The Ministry of Electronics and Information Technology may soon come out with a production-linked incentive (PLI) kind of scheme for additive manufacturing of electronic components, sources said.

In meetings held over the last month, the IT Ministry had reached out to electronics component makers to understand their requirement so that a suitable policy could be designed accordingly, one of the sources said.

“Specific lightweight products which are used in critical electronic equipment and are very expensive to replace are among the priority items. We are looking at other areas beyond electronic manufacturing for the second phase,” a ministry official said.

The Indian Express had in December 2020 reported that the IT Ministry was likely to come out with a policy on additive manufacturing soon. The new policy was aimed at promoting 3D printing on an industrial scale and helping domestic companies “overcome technical and economic barriers” so that they could build supportive and ancillary facilities for world leaders in the technology, such as the US and China.
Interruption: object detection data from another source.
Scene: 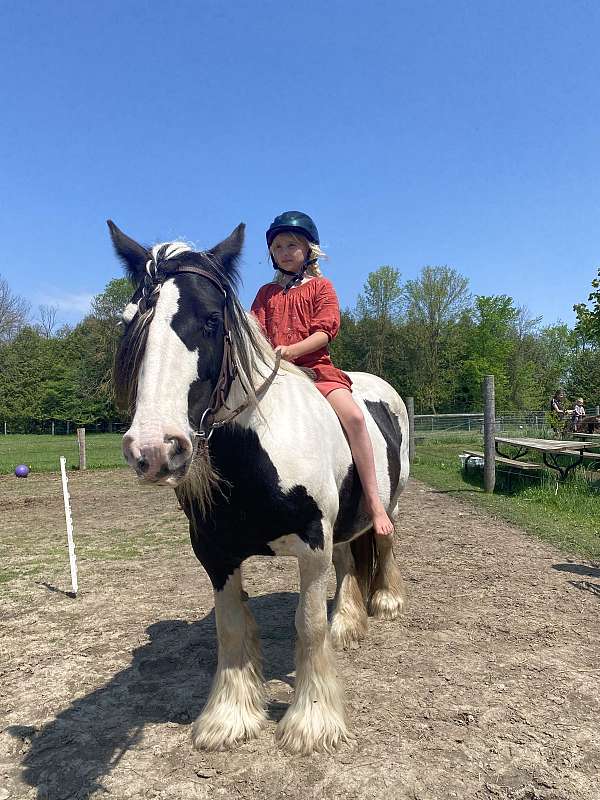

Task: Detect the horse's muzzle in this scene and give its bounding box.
[123,429,193,486]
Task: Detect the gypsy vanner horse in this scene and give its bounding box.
[108,221,408,753]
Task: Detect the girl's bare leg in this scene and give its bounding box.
[327,389,394,536]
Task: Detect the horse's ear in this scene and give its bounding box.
[106,219,150,284]
[208,222,246,275]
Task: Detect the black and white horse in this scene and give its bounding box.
[109,222,408,753]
As per a draft of the policy, the Ministry values additive manufacturing or 3D printing industry at $35.6 billion by 2023, up from a less than $7 billion in 2017. For the electronic manufacturing component space, the Ministry sees potential for 3D components in wearable devices, soft robots, structural monitoring and building elements and radio frequency identification devices.
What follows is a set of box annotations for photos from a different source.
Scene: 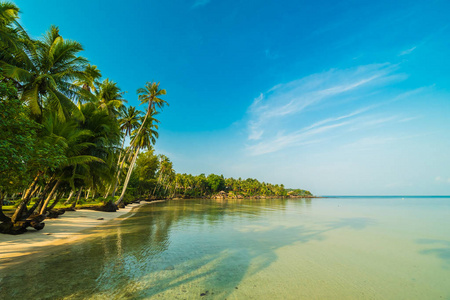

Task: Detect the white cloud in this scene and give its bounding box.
[247,64,406,155]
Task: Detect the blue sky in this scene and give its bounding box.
[16,0,450,195]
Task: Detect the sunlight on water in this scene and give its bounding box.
[0,197,450,299]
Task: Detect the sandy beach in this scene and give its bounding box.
[0,202,147,270]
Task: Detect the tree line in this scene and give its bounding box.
[0,2,167,233]
[125,149,312,199]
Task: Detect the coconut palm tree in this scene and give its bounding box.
[131,82,169,144]
[116,112,158,205]
[0,2,19,52]
[95,78,127,117]
[0,26,87,120]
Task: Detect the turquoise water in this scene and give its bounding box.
[0,197,450,299]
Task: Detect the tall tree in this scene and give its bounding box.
[0,26,87,120]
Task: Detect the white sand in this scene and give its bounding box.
[0,202,145,270]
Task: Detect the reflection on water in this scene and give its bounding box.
[0,199,450,299]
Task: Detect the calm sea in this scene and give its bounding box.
[0,196,450,299]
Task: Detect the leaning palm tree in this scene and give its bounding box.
[0,2,19,52]
[115,112,158,205]
[109,106,142,198]
[0,26,87,121]
[131,82,169,144]
[74,64,102,106]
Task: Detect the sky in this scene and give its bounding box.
[15,0,450,195]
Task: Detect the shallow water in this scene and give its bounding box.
[0,197,450,299]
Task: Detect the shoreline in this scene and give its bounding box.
[0,201,151,270]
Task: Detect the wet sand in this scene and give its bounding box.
[0,202,147,270]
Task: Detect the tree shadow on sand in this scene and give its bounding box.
[0,198,373,299]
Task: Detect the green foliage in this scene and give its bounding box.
[206,174,225,193]
[0,82,65,191]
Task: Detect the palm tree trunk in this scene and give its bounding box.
[70,187,83,208]
[0,195,11,222]
[115,146,140,205]
[40,179,61,214]
[48,193,62,211]
[111,153,132,197]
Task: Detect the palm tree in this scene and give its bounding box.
[0,2,19,52]
[115,112,158,205]
[74,64,102,105]
[106,106,142,197]
[131,82,169,144]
3D printing or additive manufacturing uses computer-aided designing to make prototypes or working models of objects by laying down successive layers of materials such as plastic, resin, thermoplastic, metal, fiber or ceramic. With the help of software, the model to be printed is first developed by the computer, which then gives instructions to the 3D printer. Like the other PLI schemes, the incentives for companies in the 3D or additive manufacturing space would be on achievement of a minimum threshold of cumulative incremental investment and incremental sales of manufactured goods net of taxes. There could, however, be some relaxation for companies in this space as it is a relatively new sector, an official said.

“For the electronics manufacturing sector, which is a high volume production area, the demand and proliferation right now is very low. We plan to encourage companies application areas are smart glass, power electronics, sensors and non-electronic components in electronics such as mobile accessories and give them some incentives beyond PLI as well,” the official said. Asia leads the world in 3D printing and about 50 per cent of its market is cornered by China. But, globally, the US leads with over 35 per cent share.